Even though Professor Manheim did some exposition, it either wasn't enough or the wrong info - what exactly did he expect to accomplish? And how is it this effect can affect places in other star systems? And why did he have "aggressive" alarm systems? What if it killed one of his fellow researchers? His facility already has a shield, that should be enough right? Because if it wasn't enough, then no amount of "aggressive" alarm systems are going to be of much use anyways.

Also, about Picard himself, if he was into women before he got deployed, shouldn't they still interest him, even if he doesn't act on them (say a look, or smile of appreciation). We even learn he had another old flame (I think) in measure of man.

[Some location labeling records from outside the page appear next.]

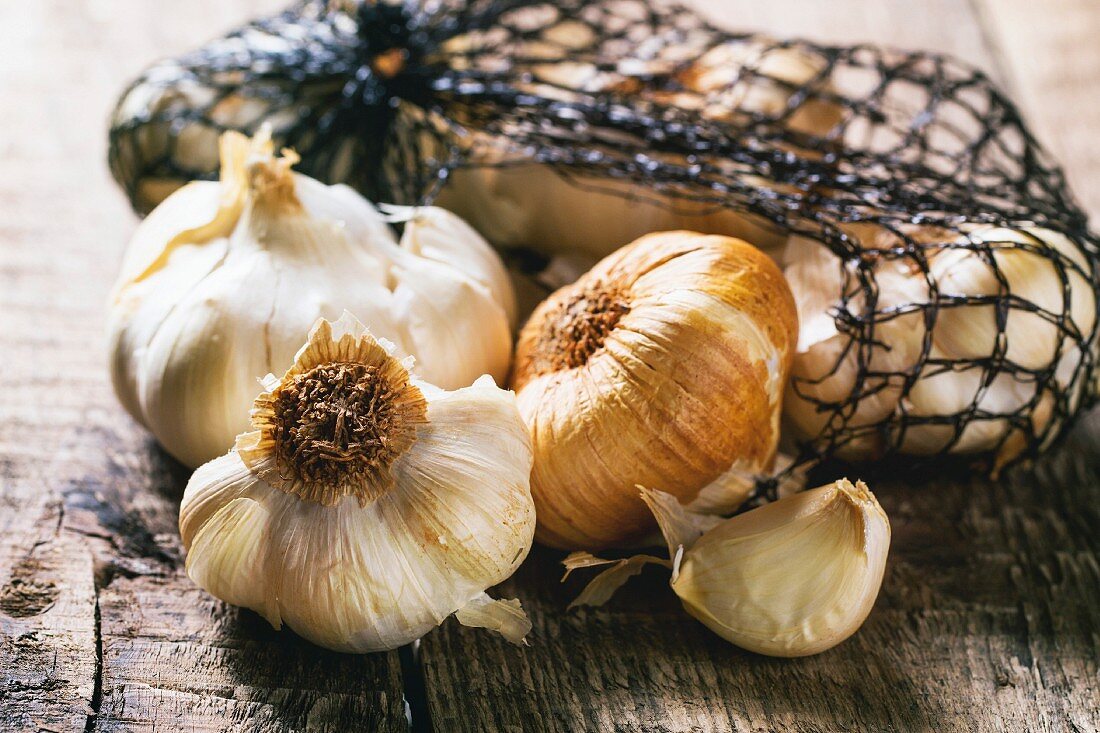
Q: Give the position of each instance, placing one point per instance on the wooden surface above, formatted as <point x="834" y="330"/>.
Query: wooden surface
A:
<point x="990" y="613"/>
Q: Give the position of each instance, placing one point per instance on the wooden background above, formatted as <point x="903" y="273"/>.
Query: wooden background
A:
<point x="990" y="613"/>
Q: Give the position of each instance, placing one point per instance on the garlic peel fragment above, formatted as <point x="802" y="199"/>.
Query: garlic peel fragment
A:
<point x="601" y="588"/>
<point x="384" y="556"/>
<point x="505" y="616"/>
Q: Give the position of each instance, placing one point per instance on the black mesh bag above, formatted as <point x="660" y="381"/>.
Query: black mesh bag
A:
<point x="946" y="279"/>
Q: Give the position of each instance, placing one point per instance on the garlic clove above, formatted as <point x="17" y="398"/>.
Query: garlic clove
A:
<point x="373" y="551"/>
<point x="788" y="579"/>
<point x="791" y="578"/>
<point x="228" y="550"/>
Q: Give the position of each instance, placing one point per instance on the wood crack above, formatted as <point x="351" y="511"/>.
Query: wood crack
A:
<point x="97" y="690"/>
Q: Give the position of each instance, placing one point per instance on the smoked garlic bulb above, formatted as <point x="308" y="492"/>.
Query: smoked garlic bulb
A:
<point x="365" y="506"/>
<point x="788" y="579"/>
<point x="664" y="364"/>
<point x="222" y="282"/>
<point x="970" y="357"/>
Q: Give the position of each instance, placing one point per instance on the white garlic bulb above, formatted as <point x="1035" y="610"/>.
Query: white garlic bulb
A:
<point x="958" y="382"/>
<point x="223" y="280"/>
<point x="826" y="365"/>
<point x="789" y="579"/>
<point x="365" y="505"/>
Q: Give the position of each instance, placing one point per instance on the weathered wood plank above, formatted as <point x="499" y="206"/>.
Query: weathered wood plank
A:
<point x="988" y="622"/>
<point x="99" y="630"/>
<point x="988" y="619"/>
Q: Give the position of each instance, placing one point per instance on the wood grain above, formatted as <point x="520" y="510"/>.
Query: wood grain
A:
<point x="99" y="628"/>
<point x="988" y="617"/>
<point x="990" y="614"/>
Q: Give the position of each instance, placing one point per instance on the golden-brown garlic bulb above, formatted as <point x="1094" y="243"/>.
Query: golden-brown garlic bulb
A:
<point x="664" y="364"/>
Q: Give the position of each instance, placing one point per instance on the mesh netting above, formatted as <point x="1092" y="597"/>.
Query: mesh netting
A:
<point x="946" y="280"/>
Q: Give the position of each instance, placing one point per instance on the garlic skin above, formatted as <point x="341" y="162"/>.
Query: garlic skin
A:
<point x="664" y="364"/>
<point x="363" y="544"/>
<point x="222" y="282"/>
<point x="788" y="579"/>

Anyways, all of this drops it down to 2 stars, so think Jammer's assessment is right on the money for this one.
T'Paul
Thu, May 23, 2013, 1:21pm (UTC -5)
As far as these time/space twisting episodes go, I think this is one of the better and more plausible ones, and must be one of the original ones before Voyager made it an almost weekly plotline.
Jack
Thu, Nov 14, 2013, 11:37pm (UTC -5)
It's hard to believe that on a ship of 1000, the holodecks would be just sitting there not in use. I would imagine they're booked 24/7.
Shannon
Fri, Jul 24, 2015, 11:56am (UTC -5)
I agree with the 2-star rating when compared to all 7 seasons, but as Season 1 goes it's more of a 3-star episode. A bit clunky and dull in spots, yes, but I like how it digs into Picard's past, allowing Patrick Stewart to explore his character a little further.
Diamond Dave
Sat, Aug 22, 2015, 5:08am (UTC -5)
To my mind, one of the first episodes that has a strong A and B story and manages to tie them together well to a sensible resolution.

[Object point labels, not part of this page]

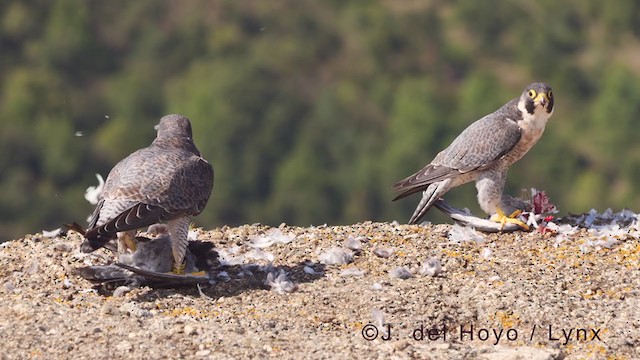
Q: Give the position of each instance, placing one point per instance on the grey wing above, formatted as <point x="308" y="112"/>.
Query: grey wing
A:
<point x="145" y="188"/>
<point x="479" y="146"/>
<point x="191" y="187"/>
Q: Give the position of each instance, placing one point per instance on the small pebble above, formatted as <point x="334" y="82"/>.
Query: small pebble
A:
<point x="401" y="272"/>
<point x="431" y="267"/>
<point x="121" y="291"/>
<point x="336" y="256"/>
<point x="62" y="247"/>
<point x="352" y="272"/>
<point x="383" y="252"/>
<point x="353" y="244"/>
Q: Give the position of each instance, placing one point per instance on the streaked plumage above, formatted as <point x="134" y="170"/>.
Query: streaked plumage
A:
<point x="166" y="182"/>
<point x="154" y="258"/>
<point x="483" y="153"/>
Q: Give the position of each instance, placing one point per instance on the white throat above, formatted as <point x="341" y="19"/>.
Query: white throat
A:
<point x="534" y="122"/>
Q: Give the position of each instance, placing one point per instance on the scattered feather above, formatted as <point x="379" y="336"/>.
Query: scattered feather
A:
<point x="279" y="283"/>
<point x="272" y="236"/>
<point x="336" y="256"/>
<point x="62" y="247"/>
<point x="66" y="283"/>
<point x="258" y="254"/>
<point x="377" y="316"/>
<point x="223" y="276"/>
<point x="431" y="267"/>
<point x="460" y="234"/>
<point x="93" y="193"/>
<point x="192" y="235"/>
<point x="309" y="270"/>
<point x="52" y="233"/>
<point x="401" y="272"/>
<point x="201" y="293"/>
<point x="227" y="259"/>
<point x="121" y="291"/>
<point x="541" y="203"/>
<point x="352" y="271"/>
<point x="383" y="252"/>
<point x="353" y="244"/>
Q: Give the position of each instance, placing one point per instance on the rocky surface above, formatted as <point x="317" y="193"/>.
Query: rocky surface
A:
<point x="342" y="288"/>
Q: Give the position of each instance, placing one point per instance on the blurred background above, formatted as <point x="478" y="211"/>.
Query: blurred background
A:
<point x="310" y="110"/>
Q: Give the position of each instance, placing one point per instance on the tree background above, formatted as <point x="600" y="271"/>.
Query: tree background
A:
<point x="310" y="110"/>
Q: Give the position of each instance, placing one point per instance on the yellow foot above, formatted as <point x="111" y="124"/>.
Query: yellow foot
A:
<point x="503" y="219"/>
<point x="129" y="242"/>
<point x="179" y="269"/>
<point x="198" y="273"/>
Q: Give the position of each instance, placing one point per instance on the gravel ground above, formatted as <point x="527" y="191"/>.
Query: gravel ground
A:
<point x="503" y="296"/>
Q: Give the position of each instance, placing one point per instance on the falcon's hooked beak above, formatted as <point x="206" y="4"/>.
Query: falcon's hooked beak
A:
<point x="541" y="99"/>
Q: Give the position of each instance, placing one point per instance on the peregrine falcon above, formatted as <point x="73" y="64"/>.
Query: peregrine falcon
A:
<point x="166" y="182"/>
<point x="483" y="153"/>
<point x="150" y="262"/>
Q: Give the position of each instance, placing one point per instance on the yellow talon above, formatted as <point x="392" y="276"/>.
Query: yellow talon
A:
<point x="178" y="269"/>
<point x="198" y="273"/>
<point x="503" y="219"/>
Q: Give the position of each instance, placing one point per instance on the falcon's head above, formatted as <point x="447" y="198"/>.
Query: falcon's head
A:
<point x="537" y="97"/>
<point x="174" y="126"/>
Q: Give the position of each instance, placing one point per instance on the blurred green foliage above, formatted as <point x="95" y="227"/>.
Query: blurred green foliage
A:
<point x="310" y="110"/>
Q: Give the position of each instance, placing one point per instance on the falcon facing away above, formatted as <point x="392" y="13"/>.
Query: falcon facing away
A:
<point x="166" y="182"/>
<point x="483" y="153"/>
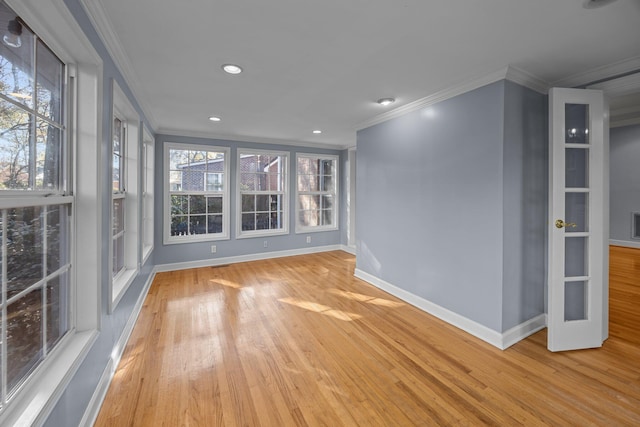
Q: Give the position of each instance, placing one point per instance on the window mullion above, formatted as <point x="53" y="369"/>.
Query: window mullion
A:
<point x="3" y="337"/>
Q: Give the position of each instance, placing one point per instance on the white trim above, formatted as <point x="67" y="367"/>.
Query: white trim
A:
<point x="497" y="339"/>
<point x="595" y="74"/>
<point x="167" y="238"/>
<point x="246" y="258"/>
<point x="624" y="243"/>
<point x="91" y="412"/>
<point x="507" y="73"/>
<point x="286" y="179"/>
<point x="98" y="17"/>
<point x="300" y="229"/>
<point x="254" y="139"/>
<point x="58" y="370"/>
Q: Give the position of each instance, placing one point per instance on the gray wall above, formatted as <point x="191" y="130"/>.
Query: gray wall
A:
<point x="526" y="173"/>
<point x="442" y="195"/>
<point x="177" y="253"/>
<point x="624" y="181"/>
<point x="72" y="404"/>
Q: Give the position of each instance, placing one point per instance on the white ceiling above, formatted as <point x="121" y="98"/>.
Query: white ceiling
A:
<point x="322" y="64"/>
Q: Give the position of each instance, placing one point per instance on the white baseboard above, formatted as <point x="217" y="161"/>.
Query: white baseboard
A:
<point x="93" y="409"/>
<point x="624" y="243"/>
<point x="497" y="339"/>
<point x="245" y="258"/>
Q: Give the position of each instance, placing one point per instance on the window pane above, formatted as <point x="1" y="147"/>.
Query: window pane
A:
<point x="16" y="64"/>
<point x="57" y="241"/>
<point x="214" y="204"/>
<point x="248" y="222"/>
<point x="308" y="218"/>
<point x="214" y="223"/>
<point x="198" y="224"/>
<point x="248" y="182"/>
<point x="306" y="202"/>
<point x="262" y="221"/>
<point x="24" y="337"/>
<point x="16" y="167"/>
<point x="248" y="203"/>
<point x="57" y="318"/>
<point x="118" y="216"/>
<point x="197" y="205"/>
<point x="179" y="205"/>
<point x="48" y="155"/>
<point x="179" y="225"/>
<point x="327" y="217"/>
<point x="262" y="203"/>
<point x="118" y="254"/>
<point x="24" y="249"/>
<point x="49" y="84"/>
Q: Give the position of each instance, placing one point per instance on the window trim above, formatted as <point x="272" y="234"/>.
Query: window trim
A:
<point x="301" y="229"/>
<point x="248" y="234"/>
<point x="53" y="23"/>
<point x="167" y="238"/>
<point x="130" y="185"/>
<point x="148" y="193"/>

The back story for Picard is nicely handled - his "enough of this self-indulgence" as he leaves the holodeck after Troi's entreaty for him to address his suppressed emotions is a classic. And I liked the time distortion element too, particularly the lift scene.

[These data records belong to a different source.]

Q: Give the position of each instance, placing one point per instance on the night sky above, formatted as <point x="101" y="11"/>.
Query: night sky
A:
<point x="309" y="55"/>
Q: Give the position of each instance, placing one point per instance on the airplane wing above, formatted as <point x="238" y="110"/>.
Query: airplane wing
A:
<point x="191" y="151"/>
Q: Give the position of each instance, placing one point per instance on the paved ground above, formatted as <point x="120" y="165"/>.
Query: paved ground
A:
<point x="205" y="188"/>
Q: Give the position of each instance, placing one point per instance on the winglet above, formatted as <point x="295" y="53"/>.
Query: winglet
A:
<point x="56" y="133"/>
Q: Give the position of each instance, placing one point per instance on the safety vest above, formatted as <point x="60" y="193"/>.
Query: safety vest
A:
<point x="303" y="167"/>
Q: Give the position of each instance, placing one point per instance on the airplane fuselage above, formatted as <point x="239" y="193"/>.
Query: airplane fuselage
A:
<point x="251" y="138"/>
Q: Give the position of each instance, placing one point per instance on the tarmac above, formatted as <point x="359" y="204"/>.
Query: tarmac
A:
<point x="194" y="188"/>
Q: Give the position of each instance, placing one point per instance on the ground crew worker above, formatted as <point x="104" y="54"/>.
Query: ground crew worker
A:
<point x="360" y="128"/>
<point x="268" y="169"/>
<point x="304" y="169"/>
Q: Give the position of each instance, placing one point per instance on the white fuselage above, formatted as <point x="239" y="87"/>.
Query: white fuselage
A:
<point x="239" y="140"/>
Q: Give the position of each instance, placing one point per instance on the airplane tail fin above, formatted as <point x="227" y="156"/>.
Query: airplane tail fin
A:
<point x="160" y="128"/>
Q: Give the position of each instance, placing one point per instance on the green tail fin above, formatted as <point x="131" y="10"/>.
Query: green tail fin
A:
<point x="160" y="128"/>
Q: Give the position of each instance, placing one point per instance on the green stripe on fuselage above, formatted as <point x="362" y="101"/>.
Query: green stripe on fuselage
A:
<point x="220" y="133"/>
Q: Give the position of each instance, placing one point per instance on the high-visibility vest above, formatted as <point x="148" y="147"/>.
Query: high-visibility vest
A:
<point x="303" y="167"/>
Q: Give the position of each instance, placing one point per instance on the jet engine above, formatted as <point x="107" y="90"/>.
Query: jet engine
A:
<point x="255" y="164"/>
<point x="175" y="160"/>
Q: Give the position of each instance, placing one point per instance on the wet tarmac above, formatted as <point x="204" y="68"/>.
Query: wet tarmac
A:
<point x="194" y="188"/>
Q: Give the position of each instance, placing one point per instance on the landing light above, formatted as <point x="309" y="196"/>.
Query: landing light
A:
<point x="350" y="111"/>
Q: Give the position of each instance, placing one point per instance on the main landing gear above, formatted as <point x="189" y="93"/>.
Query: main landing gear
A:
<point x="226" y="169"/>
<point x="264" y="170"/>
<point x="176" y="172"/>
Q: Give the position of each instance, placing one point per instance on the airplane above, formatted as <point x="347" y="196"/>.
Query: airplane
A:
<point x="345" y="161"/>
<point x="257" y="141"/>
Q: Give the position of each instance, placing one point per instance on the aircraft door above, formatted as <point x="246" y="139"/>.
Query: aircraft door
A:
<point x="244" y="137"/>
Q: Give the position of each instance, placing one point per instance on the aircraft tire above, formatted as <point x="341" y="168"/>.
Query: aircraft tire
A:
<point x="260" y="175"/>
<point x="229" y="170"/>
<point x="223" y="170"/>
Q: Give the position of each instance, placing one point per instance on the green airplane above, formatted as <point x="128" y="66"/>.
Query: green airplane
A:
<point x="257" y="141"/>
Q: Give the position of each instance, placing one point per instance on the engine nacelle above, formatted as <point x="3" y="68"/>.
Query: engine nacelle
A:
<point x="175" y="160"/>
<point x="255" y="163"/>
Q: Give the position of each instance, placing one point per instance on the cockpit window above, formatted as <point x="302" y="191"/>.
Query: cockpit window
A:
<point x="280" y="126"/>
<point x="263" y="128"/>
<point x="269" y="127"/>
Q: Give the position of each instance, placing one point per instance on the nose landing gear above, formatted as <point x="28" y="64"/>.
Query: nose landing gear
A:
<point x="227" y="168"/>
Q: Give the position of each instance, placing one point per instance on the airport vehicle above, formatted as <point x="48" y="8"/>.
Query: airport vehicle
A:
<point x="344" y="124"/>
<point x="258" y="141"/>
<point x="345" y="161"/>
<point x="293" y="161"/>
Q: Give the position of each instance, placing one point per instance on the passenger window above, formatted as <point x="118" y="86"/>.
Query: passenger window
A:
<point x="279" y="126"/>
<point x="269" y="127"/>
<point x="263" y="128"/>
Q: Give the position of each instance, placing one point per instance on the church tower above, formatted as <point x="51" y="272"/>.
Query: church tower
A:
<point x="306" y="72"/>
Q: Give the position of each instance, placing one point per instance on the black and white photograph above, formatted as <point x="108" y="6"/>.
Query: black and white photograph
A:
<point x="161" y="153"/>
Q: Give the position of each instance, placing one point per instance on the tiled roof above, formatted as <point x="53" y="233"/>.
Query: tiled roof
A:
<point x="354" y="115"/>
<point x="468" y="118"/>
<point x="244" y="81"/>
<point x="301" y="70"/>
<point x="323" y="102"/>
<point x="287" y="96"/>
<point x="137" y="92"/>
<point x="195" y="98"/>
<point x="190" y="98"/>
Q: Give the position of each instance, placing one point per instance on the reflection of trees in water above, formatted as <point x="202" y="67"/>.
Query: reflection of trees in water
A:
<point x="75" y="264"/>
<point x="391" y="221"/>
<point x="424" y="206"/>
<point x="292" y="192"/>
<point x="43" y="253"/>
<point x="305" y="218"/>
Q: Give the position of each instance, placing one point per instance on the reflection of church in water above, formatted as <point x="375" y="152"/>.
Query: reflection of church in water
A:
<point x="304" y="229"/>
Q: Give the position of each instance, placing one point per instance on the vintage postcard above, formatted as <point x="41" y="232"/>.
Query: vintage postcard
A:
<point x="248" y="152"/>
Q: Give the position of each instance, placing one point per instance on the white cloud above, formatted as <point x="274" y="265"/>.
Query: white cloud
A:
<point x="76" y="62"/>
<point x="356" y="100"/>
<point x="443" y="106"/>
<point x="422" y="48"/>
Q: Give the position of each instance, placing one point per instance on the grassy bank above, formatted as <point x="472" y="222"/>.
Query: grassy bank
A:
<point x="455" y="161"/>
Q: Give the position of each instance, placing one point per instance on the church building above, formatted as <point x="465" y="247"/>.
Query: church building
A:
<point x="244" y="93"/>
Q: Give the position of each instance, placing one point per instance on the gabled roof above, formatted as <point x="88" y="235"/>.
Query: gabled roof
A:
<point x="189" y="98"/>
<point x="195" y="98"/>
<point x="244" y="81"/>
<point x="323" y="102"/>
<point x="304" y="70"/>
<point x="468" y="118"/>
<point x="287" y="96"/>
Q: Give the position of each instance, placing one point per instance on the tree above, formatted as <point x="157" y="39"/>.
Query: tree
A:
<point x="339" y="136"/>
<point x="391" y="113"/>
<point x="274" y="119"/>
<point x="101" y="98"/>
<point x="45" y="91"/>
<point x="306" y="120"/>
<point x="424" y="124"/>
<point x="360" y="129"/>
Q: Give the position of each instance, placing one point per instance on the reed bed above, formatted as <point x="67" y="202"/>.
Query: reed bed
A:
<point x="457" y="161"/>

Good episode, I thought. 3 stars.
petulant
Sat, Feb 6, 2016, 7:58pm (UTC -5)
This episode just went on and on, i think it is the dullest episode
Dave
Sat, Feb 20, 2016, 11:20pm (UTC -5)
I don't like how they use Troi here and in most of the series. It is such a gross invasion of privacy that any emotion or feeling you have is subject to her asking you about it. In the real world, I think successful officers would tell her to piss off. If I come to your office for a session, let's do it. Unsolicited counselling sessions in this series are nothing more than her eavesdropping; and no better than someone putting a bug in your private residence and then approaching you about something that was heard.

Sure, they made it a tactical advantage when she could say for the 100th time "this alien is holding something back" or "not telling the truth".... however, the invasion of privacy and unsolicited counselling is something that would upset people greatly in the real world.